Litigation: mostly de-risking, with a few moving parts

Legacy legal themes continue to ease. In the UK FX collective action, the Supreme Court reinstated the Competition Appeal Tribunal’s refusal of opt-out proceedings – a positive. The New York odd-lot corporate bonds case was dismissed and not appealed. The 1MDB claim against a Swiss Coutts entity was discontinued. In USD LIBOR, summary judgment in favour of defendants is being appealed; in Euribor, claims were reinstated and return to district court. A new Oracle securities class action (January 2026) names NWMSI among underwriters, with Oracle indemnities noted. Overall, the trend feels more manageable – reflected in lower litigation and conduct costs of £63 million.

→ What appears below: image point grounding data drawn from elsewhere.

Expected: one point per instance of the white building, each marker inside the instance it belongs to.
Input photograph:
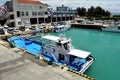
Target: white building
(26, 12)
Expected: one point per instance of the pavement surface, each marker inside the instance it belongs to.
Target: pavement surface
(18, 65)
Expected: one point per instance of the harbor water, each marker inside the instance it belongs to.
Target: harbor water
(104, 46)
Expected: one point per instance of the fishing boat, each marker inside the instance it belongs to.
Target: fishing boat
(111, 28)
(60, 50)
(61, 26)
(56, 49)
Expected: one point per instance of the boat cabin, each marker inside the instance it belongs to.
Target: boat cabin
(60, 50)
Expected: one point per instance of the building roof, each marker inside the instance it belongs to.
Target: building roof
(79, 53)
(30, 1)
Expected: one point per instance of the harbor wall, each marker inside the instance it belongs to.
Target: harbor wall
(89, 26)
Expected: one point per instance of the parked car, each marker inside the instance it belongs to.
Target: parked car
(22, 28)
(2, 31)
(10, 30)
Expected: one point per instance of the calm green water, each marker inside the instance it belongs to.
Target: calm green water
(104, 46)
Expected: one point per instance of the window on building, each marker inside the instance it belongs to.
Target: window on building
(34, 13)
(22, 13)
(18, 13)
(19, 23)
(40, 7)
(27, 13)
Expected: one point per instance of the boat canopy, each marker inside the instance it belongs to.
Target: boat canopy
(53, 38)
(79, 53)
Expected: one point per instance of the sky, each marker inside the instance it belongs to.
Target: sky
(112, 5)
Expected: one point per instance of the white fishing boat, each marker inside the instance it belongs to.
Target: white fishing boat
(59, 27)
(61, 51)
(111, 28)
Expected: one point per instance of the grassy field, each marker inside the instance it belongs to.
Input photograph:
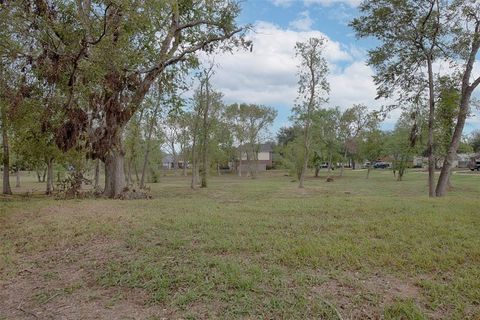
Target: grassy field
(250, 249)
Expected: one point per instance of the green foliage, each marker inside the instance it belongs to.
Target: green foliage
(249, 248)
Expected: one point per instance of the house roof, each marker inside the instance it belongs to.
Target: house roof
(264, 147)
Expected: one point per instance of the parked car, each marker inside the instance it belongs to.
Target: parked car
(381, 165)
(474, 165)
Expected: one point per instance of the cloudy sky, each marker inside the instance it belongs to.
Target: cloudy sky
(267, 75)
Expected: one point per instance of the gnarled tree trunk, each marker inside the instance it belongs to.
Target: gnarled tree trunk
(6, 159)
(97, 174)
(114, 173)
(49, 189)
(17, 174)
(443, 180)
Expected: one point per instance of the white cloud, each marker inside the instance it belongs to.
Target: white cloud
(268, 75)
(303, 23)
(328, 3)
(282, 3)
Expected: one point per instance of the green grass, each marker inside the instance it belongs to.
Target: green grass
(262, 248)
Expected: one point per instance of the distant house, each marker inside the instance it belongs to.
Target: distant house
(260, 159)
(168, 162)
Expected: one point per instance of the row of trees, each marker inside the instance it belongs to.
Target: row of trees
(414, 37)
(73, 74)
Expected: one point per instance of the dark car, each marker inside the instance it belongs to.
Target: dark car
(474, 165)
(381, 165)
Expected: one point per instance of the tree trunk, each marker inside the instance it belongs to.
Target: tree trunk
(442, 184)
(147, 148)
(193, 183)
(129, 172)
(184, 159)
(17, 185)
(114, 173)
(6, 158)
(136, 172)
(240, 163)
(343, 163)
(97, 173)
(305, 160)
(431, 123)
(49, 189)
(39, 177)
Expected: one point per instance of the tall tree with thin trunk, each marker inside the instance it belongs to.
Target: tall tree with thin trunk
(410, 34)
(313, 89)
(103, 57)
(6, 189)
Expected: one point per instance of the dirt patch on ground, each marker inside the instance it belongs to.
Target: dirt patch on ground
(61, 284)
(357, 297)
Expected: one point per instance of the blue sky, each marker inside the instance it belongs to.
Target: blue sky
(268, 74)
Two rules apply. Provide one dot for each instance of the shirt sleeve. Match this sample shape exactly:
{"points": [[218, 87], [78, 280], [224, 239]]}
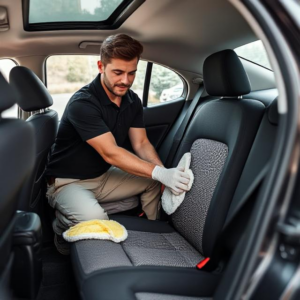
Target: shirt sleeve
{"points": [[86, 119], [138, 121]]}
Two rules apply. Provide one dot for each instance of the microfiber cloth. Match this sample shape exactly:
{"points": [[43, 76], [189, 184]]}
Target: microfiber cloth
{"points": [[96, 229], [171, 202]]}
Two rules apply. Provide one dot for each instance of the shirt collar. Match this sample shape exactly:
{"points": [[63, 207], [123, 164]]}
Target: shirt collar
{"points": [[102, 96]]}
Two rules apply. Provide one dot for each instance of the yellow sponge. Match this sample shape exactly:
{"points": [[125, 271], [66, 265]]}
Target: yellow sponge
{"points": [[96, 229]]}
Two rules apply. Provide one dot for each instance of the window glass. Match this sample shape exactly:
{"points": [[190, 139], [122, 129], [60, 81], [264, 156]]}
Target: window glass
{"points": [[5, 67], [45, 11], [66, 74], [254, 52], [165, 85], [138, 84]]}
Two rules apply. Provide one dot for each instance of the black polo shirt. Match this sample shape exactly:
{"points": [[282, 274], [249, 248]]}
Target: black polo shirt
{"points": [[90, 113]]}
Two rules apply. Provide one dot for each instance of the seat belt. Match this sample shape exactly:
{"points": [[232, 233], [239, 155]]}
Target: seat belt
{"points": [[230, 227], [181, 129]]}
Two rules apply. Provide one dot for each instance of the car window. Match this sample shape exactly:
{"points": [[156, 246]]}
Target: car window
{"points": [[165, 85], [66, 74], [254, 52], [5, 67], [41, 11]]}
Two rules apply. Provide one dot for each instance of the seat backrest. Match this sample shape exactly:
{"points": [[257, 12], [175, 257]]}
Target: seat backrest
{"points": [[219, 136], [35, 98], [16, 160]]}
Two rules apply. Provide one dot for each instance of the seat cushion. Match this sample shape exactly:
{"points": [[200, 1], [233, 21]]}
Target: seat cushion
{"points": [[153, 243], [163, 247]]}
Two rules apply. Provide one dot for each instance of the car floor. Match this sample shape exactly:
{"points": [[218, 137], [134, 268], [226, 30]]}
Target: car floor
{"points": [[58, 281]]}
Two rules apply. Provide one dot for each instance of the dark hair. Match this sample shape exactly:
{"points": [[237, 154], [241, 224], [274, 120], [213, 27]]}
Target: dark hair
{"points": [[120, 46]]}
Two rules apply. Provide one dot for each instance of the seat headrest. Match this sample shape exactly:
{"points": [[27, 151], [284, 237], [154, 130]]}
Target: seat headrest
{"points": [[8, 95], [33, 93], [273, 114], [224, 75]]}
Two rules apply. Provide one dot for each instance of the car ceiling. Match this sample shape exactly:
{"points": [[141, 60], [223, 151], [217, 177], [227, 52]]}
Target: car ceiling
{"points": [[176, 33]]}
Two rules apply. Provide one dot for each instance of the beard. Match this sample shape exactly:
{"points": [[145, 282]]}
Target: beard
{"points": [[111, 87]]}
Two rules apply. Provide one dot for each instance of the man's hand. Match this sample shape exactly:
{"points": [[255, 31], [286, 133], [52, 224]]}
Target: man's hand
{"points": [[174, 178]]}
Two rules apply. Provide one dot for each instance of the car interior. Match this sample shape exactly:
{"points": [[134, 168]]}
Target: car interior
{"points": [[199, 94]]}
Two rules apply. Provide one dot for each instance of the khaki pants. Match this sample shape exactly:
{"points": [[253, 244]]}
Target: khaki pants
{"points": [[80, 200]]}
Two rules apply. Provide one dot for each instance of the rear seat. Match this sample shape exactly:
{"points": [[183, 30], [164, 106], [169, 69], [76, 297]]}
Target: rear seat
{"points": [[160, 258]]}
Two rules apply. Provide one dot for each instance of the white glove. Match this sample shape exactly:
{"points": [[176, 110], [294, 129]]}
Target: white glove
{"points": [[174, 178]]}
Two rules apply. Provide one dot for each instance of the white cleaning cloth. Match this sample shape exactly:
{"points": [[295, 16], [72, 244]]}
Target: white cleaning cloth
{"points": [[171, 202]]}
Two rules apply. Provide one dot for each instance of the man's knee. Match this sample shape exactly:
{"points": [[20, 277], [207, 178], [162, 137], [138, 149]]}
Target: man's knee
{"points": [[78, 204]]}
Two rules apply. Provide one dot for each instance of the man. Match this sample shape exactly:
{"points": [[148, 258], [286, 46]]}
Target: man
{"points": [[88, 165]]}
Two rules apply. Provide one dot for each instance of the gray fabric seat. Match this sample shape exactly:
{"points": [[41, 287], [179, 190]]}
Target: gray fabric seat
{"points": [[219, 136], [35, 98], [16, 160]]}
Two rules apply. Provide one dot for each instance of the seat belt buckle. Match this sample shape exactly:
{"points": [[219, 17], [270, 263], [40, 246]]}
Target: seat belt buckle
{"points": [[202, 263], [141, 214]]}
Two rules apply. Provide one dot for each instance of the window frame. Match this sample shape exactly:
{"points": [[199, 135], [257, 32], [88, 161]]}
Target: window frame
{"points": [[116, 19]]}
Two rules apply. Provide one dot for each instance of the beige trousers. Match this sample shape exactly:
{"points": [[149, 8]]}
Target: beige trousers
{"points": [[80, 200]]}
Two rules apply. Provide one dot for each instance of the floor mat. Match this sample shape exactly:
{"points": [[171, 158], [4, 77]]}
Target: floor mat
{"points": [[58, 280]]}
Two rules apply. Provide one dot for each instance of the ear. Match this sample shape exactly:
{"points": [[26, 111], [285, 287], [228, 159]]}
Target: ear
{"points": [[100, 66]]}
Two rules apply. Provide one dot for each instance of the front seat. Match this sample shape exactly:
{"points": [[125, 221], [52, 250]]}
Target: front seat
{"points": [[17, 151], [34, 97]]}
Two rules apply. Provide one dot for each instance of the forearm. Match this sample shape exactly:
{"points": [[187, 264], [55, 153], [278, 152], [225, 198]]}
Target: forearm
{"points": [[148, 153], [129, 162]]}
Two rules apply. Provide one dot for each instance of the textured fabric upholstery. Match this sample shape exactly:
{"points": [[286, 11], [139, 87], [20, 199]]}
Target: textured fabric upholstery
{"points": [[152, 296], [208, 158], [160, 249], [139, 249], [95, 255]]}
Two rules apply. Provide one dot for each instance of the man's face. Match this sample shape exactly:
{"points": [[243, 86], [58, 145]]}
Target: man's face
{"points": [[118, 75]]}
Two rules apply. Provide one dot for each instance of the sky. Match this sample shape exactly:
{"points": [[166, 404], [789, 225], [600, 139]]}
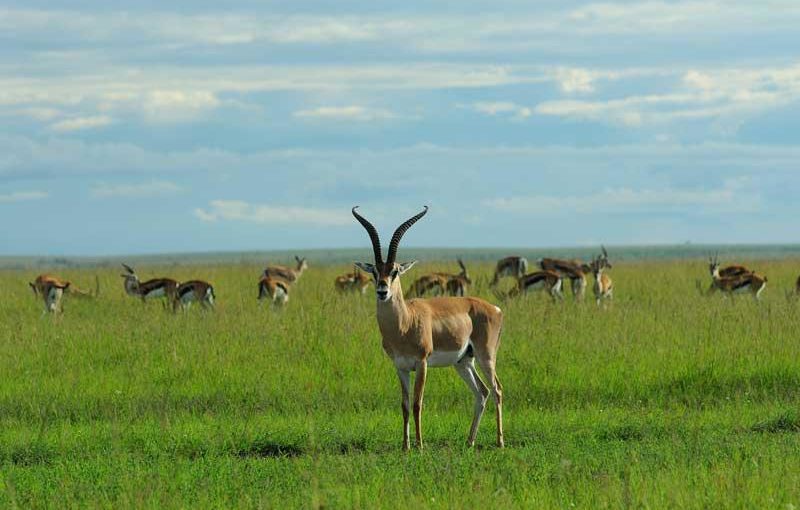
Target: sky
{"points": [[134, 127]]}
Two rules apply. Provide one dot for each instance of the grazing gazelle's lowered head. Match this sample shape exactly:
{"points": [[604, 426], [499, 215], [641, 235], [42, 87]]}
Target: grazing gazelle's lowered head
{"points": [[275, 289], [435, 332]]}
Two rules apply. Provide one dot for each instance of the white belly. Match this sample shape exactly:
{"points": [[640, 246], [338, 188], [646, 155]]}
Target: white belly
{"points": [[156, 293], [447, 358], [435, 359]]}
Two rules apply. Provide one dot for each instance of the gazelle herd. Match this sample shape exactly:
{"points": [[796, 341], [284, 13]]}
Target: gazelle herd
{"points": [[448, 329]]}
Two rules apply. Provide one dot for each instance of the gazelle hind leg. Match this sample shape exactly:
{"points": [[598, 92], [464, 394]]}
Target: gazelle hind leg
{"points": [[405, 404], [466, 369], [487, 367], [419, 390]]}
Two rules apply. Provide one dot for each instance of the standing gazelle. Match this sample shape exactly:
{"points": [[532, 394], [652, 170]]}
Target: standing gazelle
{"points": [[513, 266], [275, 289], [458, 284], [603, 286], [435, 332], [287, 273], [194, 290], [153, 288]]}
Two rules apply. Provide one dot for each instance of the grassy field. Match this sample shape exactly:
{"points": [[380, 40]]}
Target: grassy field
{"points": [[666, 399]]}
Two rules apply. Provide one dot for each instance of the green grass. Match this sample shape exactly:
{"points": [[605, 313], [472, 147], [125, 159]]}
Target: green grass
{"points": [[666, 399]]}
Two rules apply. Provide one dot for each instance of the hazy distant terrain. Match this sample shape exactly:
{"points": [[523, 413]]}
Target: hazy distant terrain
{"points": [[344, 256], [667, 399]]}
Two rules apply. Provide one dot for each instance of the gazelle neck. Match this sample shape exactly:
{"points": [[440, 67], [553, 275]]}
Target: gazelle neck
{"points": [[393, 313]]}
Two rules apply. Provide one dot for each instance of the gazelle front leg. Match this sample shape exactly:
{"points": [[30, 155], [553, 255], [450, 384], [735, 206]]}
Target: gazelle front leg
{"points": [[405, 386], [419, 388]]}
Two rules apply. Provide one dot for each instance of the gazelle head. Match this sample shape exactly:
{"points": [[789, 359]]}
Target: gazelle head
{"points": [[598, 264], [302, 264], [464, 273], [131, 280], [386, 273], [713, 265], [604, 258]]}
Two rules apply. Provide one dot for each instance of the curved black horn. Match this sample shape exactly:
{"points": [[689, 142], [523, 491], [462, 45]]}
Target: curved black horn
{"points": [[398, 234], [373, 236]]}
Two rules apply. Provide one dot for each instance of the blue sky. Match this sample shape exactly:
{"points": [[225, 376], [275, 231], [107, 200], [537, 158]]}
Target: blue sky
{"points": [[133, 127]]}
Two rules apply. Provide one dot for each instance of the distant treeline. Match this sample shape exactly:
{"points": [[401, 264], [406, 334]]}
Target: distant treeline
{"points": [[345, 256]]}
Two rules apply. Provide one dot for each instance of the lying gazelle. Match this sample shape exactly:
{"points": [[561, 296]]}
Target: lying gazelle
{"points": [[52, 293], [725, 272], [356, 281], [287, 273], [275, 289], [603, 286], [39, 283], [539, 281], [513, 266], [194, 290], [154, 288], [750, 282], [435, 332]]}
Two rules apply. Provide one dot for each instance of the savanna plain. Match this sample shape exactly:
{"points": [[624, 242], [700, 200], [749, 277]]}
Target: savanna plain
{"points": [[664, 399]]}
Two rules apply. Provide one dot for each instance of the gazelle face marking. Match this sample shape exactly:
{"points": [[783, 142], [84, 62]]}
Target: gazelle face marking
{"points": [[387, 279]]}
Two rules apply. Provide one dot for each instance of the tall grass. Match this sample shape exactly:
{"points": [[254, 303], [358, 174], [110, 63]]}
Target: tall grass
{"points": [[666, 398]]}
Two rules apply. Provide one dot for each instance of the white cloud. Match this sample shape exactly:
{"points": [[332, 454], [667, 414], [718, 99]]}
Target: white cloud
{"points": [[732, 197], [501, 107], [238, 210], [141, 190], [357, 113], [23, 196], [178, 105], [81, 123]]}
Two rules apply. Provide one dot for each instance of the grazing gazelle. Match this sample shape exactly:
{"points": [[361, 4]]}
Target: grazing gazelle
{"points": [[749, 282], [575, 270], [725, 272], [458, 284], [603, 286], [434, 284], [539, 281], [513, 266], [356, 281], [275, 289], [155, 288], [435, 332], [194, 290], [287, 273]]}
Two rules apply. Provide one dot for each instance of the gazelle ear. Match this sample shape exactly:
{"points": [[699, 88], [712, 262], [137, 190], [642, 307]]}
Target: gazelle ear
{"points": [[406, 266], [366, 267]]}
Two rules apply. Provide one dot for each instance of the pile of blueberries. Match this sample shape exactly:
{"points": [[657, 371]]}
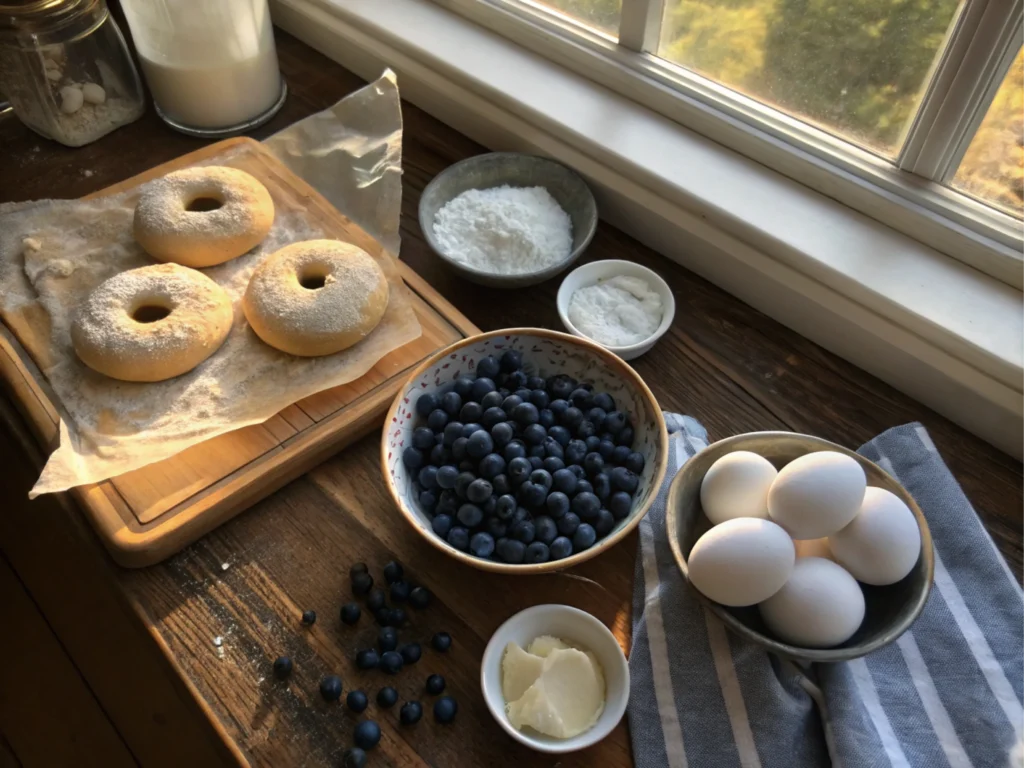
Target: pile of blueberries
{"points": [[390, 657], [520, 468]]}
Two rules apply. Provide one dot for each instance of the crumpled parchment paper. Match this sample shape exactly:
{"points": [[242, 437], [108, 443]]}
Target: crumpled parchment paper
{"points": [[53, 253]]}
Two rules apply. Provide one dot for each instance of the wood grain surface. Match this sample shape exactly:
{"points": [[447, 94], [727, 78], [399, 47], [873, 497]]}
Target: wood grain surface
{"points": [[722, 361]]}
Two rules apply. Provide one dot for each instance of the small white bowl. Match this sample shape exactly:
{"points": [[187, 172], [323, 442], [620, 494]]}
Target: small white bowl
{"points": [[572, 626], [596, 271]]}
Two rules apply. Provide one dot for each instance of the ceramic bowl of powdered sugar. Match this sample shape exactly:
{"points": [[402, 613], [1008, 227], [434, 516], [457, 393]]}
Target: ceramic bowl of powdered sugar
{"points": [[508, 220]]}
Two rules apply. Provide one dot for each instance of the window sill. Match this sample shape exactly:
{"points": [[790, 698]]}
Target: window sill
{"points": [[946, 334]]}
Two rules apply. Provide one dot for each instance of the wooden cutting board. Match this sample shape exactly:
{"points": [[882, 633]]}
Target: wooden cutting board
{"points": [[147, 514]]}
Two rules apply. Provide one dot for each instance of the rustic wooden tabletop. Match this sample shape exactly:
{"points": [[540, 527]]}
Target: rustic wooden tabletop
{"points": [[141, 644]]}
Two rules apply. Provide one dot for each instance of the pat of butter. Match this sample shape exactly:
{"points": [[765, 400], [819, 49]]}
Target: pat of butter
{"points": [[558, 692]]}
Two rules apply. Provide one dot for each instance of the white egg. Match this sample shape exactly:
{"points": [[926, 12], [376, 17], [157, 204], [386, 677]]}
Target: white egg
{"points": [[820, 606], [817, 494], [736, 485], [741, 561], [882, 544]]}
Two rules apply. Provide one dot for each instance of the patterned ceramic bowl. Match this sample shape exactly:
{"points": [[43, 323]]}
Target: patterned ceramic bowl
{"points": [[545, 353]]}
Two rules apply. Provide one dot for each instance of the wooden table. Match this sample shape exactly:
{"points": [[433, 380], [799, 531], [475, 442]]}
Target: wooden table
{"points": [[121, 668]]}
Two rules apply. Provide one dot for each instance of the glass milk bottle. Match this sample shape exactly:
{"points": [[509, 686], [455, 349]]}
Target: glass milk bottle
{"points": [[211, 66]]}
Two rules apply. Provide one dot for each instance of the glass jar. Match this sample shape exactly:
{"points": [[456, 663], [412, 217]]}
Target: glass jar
{"points": [[211, 67], [66, 70]]}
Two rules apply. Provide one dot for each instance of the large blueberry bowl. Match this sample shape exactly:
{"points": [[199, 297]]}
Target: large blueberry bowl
{"points": [[633, 422]]}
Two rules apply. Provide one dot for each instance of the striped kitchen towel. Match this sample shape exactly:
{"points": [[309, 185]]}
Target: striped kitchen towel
{"points": [[947, 693]]}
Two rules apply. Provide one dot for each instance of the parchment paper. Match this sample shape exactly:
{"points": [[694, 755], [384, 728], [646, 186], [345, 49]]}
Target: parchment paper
{"points": [[52, 254]]}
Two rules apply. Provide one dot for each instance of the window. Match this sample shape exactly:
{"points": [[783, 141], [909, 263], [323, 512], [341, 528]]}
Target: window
{"points": [[916, 107]]}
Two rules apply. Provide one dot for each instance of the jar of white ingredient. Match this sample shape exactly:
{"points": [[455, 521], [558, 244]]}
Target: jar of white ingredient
{"points": [[617, 312]]}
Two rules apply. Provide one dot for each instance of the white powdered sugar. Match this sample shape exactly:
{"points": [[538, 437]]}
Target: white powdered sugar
{"points": [[617, 311], [505, 229]]}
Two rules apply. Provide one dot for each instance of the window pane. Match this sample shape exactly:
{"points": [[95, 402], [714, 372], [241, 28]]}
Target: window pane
{"points": [[852, 67], [601, 14], [992, 169]]}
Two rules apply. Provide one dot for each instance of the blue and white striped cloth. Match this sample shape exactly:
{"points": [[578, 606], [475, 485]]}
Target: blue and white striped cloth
{"points": [[947, 693]]}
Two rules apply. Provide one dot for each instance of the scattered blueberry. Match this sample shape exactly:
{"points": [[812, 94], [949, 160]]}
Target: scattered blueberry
{"points": [[283, 668], [331, 688], [367, 734]]}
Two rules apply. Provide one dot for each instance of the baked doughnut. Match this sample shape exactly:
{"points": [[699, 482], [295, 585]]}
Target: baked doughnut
{"points": [[203, 216], [316, 297], [152, 324]]}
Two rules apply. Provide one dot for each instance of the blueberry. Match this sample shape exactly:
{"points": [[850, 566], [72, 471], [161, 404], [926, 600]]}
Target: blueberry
{"points": [[525, 413], [623, 479], [635, 462], [412, 458], [435, 685], [464, 386], [538, 552], [391, 662], [614, 422], [576, 452], [586, 505], [399, 592], [423, 438], [545, 529], [361, 584], [553, 464], [506, 507], [481, 545], [523, 531], [411, 652], [557, 504], [584, 538], [445, 709], [560, 548], [331, 688], [419, 598], [480, 443], [350, 612], [367, 734], [441, 524], [511, 360], [459, 538], [604, 523], [411, 713], [387, 638], [425, 403], [356, 700], [470, 515], [283, 668], [453, 431], [531, 495], [481, 387], [478, 492], [513, 551], [567, 524], [493, 417], [376, 600]]}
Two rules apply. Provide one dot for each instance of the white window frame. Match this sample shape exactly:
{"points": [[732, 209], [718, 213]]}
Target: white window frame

What this means for investors

Positives to take away

  • Income growth where it matters: Currencies and Capital Markets delivered higher revenues despite choppy markets.
  • Capital and liquidity remain strong: CET1 at 18.4% and average LCR at 198% provide clear resilience.
  • Legacy drag easing: Litigation and conduct costs declined £39 million year-on-year.
  • Proactive funding: £7.9 billion raised in 2025 plus €1.0 billion in January 2026, with prefinancing of 2026 needs.

Things to watch

  • Quality of earnings: The tax credit (£115 million) and one-off gains buttressed net profit – not a baseline to bank on.
  • Cost trajectory: Technology and staff costs lifted other operating expenses by £139 million – a focus area for 2026 discipline.
  • Fixed Income softness: Revenues fell to £135 million amid lower client activity – a potential swing factor if markets normalise.
  • Capital normalisation: Management’s guidance (CET1 ~14%, MREL >30%, leverage >4%) implies buffers trend lower over time.

My take: solid franchise momentum, but 2026 needs cleaner earnings

This is a good set of results on the things NWM can control – client activity, balance sheet shape, liquidity and funding. The headline profit surge owes something to tax and one-offs, so the underlying step-up is more modest than the 300% headline suggests. Even so, higher income, prudent funding and tighter litigation risk are all moving in the right direction.

For bond investors in the NWM capital stack, robust liquidity and thick current capital cushions are reassuring, even with guidance pointing to normalisation. For watchers of NatWest Group’s Commercial & Institutional segment, the profit share contribution and lending growth reinforce the strategic role NWM plays. Into 2026, keep an eye on cost control, the tax rate resetting, and whether Fixed Income can find a better gear if market conditions improve.

Disclaimer: This Blog is provided for general information about investments. It does not constitute investment advice. Information is taken from publicly available sources and any comment is that of the author who does not take any third party comment in the publication.